]> granicus.if.org Git - postgresql/commitdiff
Further fix pg_trgm's extraction of trigrams from regular expressions.
authorTom Lane <tgl@sss.pgh.pa.us>
Fri, 14 Apr 2017 18:52:03 +0000 (14:52 -0400)
committerTom Lane <tgl@sss.pgh.pa.us>
Fri, 14 Apr 2017 18:52:21 +0000 (14:52 -0400)
Commit 9e43e8714 turns out to have been insufficient: not only is it
necessary to track tentative parent links while considering a set of
arc removals, but it's necessary to track tentative flag additions
as well.  This is because we always merge arc target states into
arc source states; therefore, when considering a merge of the final
state with some other, it is the other state that will acquire a new
TSTATE_FIN bit.  If there's another arc for the same color trigram
that would cause merging of that state with the initial state, we
failed to recognize the problem.  The test cases for the prior commit
evidently only exercised situations where a tentative merge with the
initial state occurs before one with the final state.  If it goes the
other way around, we'll happily merge the initial and final states,
either producing a broken final graph that would never match anything,
or triggering the Assert added by the prior commit.

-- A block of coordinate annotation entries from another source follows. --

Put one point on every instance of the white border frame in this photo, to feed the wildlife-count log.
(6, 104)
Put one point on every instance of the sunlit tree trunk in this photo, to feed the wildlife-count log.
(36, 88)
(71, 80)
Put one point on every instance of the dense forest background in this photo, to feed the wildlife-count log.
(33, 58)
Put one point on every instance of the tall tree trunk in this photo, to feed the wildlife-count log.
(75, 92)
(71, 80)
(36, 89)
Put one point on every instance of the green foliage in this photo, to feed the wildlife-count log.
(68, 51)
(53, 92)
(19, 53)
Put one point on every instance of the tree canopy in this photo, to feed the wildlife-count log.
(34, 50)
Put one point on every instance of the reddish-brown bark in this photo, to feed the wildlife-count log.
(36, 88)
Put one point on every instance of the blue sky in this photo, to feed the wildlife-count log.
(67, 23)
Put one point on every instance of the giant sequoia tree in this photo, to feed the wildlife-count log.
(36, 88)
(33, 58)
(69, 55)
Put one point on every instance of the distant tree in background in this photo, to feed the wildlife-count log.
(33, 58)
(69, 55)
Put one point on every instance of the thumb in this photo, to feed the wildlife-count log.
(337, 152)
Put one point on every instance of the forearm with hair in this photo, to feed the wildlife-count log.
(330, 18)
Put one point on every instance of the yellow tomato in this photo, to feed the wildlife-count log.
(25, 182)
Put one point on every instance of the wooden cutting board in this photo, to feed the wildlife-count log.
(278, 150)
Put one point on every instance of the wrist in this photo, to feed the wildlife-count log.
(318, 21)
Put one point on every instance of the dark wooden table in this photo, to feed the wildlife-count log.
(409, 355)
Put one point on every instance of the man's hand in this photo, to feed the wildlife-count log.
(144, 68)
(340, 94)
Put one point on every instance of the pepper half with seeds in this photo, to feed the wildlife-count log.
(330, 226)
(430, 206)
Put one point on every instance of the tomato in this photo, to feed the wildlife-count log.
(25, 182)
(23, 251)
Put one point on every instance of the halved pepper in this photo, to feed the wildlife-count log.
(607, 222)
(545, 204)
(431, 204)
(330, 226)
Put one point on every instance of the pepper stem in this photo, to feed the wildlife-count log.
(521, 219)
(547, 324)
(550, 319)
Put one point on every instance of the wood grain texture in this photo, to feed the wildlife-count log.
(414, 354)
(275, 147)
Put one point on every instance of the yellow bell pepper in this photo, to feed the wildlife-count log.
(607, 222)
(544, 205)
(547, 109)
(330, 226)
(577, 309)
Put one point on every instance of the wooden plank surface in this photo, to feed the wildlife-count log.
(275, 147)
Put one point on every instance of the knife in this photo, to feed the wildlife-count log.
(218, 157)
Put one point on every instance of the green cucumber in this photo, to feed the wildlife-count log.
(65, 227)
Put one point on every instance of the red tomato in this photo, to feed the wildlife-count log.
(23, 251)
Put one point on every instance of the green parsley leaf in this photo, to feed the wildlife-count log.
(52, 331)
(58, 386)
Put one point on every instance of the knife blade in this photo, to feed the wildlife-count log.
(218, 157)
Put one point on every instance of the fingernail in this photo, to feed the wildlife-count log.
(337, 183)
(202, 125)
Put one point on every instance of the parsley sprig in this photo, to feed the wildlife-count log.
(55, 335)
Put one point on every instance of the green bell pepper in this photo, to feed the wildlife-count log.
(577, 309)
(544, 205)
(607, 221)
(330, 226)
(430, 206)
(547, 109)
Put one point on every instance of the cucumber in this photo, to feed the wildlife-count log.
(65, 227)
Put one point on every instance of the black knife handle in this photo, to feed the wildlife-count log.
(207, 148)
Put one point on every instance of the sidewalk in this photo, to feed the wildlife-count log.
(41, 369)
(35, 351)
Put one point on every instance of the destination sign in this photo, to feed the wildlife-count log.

It's tempting to consider switching the merge direction when the merge
involves the final state, but I lack the time to analyze that idea in
detail.  Instead just keep track of the flag changes that would result
from proposed merges, in the same way that the prior commit tracked
proposed parent links.

Along the way, add some more debugging support, because I'm not entirely
confident that this is the last bug here.  And tweak matters so that
the transformed.dot file uses small integers rather than pointer values
to identify states; that makes it more readable if you're just eyeballing
it rather than fooling with Graphviz.  And rename a couple of identically
named struct fields to reduce confusion.

Per report from Corey Csuhta.  Add a test case based on his example.
(Note: this case does not trigger the bug under 9.3, apparently because
its different measurement of costs causes it to stop merging states before
it hits the failure.  I spent some time trying to find a variant that would
fail in 9.3, without success; but I'm sure such cases exist.)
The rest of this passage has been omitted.